The Commander watched the house from his perch in a nearby tree. He’d gotten the address from the files he’d accessed, but nothing about the split-level ranch sparked any memories. Then again, he had no idea if this was the house he’d grown up in or something his parents had purchased after he was grown.
The man and woman who lived here – his parents – he had recognized. But not in the way he should have. Not in the way he’d wanted. Instead of a flood of childhood memories like he’d hoped for when he saw them, it was a niggling in the back of his mind, a forgotten word on the tip of his tongue, but the harder he tried to place it, the quicker it slipped away. Like smoke on the wind. It was frustrating. And that frustration only escalated the anger toward the people who had done this to him.
He felt no remorse for killing Doctor Jerome. Some would call him a murderer. He called it justice. His own files weren’t the only ones he’d accessed. The not-so-good doctor had been in it up to his eyeballs. Targeting soldiers. Conspiring with hired operatives to do harm and then assuaging his conscience by calling it scientific advancement for the good of his country. Doctor Jerome had thought himself a hero. The man had no idea what a true hero was.
The doctor had also ordered him to kill Paige Carter – not only an innocent woman but Grady’s own sister – as a test. The sick fuck deserved to die.

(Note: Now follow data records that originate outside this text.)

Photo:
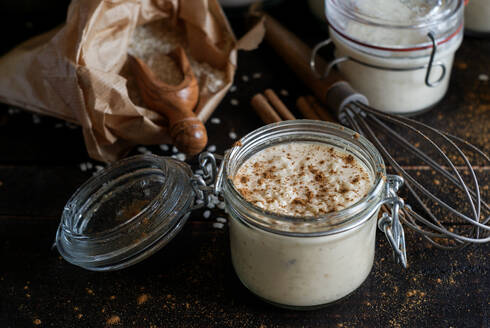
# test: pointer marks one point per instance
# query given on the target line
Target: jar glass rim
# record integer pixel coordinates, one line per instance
(348, 214)
(445, 26)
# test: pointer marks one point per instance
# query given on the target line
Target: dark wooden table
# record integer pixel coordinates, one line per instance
(191, 283)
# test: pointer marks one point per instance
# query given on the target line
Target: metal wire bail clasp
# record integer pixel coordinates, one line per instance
(432, 64)
(209, 183)
(390, 224)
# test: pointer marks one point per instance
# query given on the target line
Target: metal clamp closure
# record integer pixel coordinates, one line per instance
(429, 67)
(209, 183)
(390, 224)
(330, 65)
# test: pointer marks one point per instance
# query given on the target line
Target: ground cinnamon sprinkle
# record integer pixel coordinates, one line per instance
(302, 179)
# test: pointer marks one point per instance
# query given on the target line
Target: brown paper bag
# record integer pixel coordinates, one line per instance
(73, 72)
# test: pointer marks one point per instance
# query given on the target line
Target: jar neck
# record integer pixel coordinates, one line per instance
(304, 131)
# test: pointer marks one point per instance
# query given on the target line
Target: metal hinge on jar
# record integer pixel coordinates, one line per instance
(209, 183)
(429, 66)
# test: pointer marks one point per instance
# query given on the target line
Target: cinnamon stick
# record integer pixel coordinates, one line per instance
(278, 105)
(264, 109)
(306, 109)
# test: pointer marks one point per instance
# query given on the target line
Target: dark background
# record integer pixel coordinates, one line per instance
(191, 283)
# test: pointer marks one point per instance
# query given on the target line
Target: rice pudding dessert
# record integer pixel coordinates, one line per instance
(302, 179)
(307, 180)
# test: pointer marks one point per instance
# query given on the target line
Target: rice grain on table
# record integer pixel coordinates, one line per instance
(181, 157)
(215, 120)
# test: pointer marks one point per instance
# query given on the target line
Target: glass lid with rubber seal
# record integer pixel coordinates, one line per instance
(127, 212)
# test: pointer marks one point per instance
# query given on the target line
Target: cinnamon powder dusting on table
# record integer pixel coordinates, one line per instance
(303, 179)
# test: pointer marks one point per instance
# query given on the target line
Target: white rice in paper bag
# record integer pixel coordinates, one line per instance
(74, 72)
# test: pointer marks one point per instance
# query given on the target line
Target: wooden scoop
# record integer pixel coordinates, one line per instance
(175, 102)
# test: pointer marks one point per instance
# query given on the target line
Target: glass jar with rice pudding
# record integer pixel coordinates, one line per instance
(133, 208)
(477, 18)
(399, 54)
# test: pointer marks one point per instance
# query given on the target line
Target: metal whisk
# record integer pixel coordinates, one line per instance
(445, 225)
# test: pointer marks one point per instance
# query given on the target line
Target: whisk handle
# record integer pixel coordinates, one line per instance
(333, 91)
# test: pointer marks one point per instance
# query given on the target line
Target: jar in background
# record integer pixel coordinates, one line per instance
(477, 17)
(303, 262)
(399, 54)
(317, 8)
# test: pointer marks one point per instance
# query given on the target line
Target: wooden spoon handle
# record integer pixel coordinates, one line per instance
(176, 102)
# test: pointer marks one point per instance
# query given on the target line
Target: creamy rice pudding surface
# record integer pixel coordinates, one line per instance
(302, 179)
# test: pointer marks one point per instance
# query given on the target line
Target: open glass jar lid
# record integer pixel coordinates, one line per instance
(126, 212)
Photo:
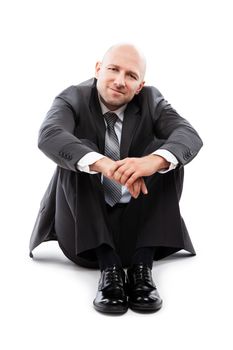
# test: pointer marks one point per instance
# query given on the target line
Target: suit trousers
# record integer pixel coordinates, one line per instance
(152, 220)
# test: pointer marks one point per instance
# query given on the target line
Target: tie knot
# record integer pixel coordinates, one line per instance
(110, 118)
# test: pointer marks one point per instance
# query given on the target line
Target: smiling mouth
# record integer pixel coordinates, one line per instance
(119, 92)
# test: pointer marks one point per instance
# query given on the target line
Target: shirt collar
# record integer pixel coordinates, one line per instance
(119, 112)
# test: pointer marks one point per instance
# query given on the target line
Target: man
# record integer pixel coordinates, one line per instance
(113, 201)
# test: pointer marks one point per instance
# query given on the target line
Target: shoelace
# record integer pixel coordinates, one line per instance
(113, 275)
(142, 275)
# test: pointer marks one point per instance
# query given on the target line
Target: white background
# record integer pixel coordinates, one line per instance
(47, 46)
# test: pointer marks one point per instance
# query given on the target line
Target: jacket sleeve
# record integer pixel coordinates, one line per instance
(56, 135)
(180, 137)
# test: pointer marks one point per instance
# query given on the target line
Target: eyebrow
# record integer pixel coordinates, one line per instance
(131, 72)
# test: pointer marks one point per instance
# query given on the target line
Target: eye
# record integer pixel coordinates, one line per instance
(133, 76)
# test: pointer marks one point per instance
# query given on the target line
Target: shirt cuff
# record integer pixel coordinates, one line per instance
(169, 158)
(88, 159)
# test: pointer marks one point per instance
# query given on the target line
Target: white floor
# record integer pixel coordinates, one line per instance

Leaving the concealment of the tree, the Commander made his way to the quiet house, the occupants having long-since retired for the night. When he’d first arrived, he’d thought about going to the door and ringing the bell, but the thought of his parents seeing him like this – seeing the look of horror on their faces – had turned his stomach. He’d waited. He’d watched. But the need to know had become nearly overwhelming. Surely there’d be something inside the house that would give him a clue as to who Grady Carter had been.
It was a work of a moment to disable the home security system, and quietly, he entered through a set of French doors on the side of the house.
The scent of gun oil and the lingering aroma of cigars hung in the air. His father’s office.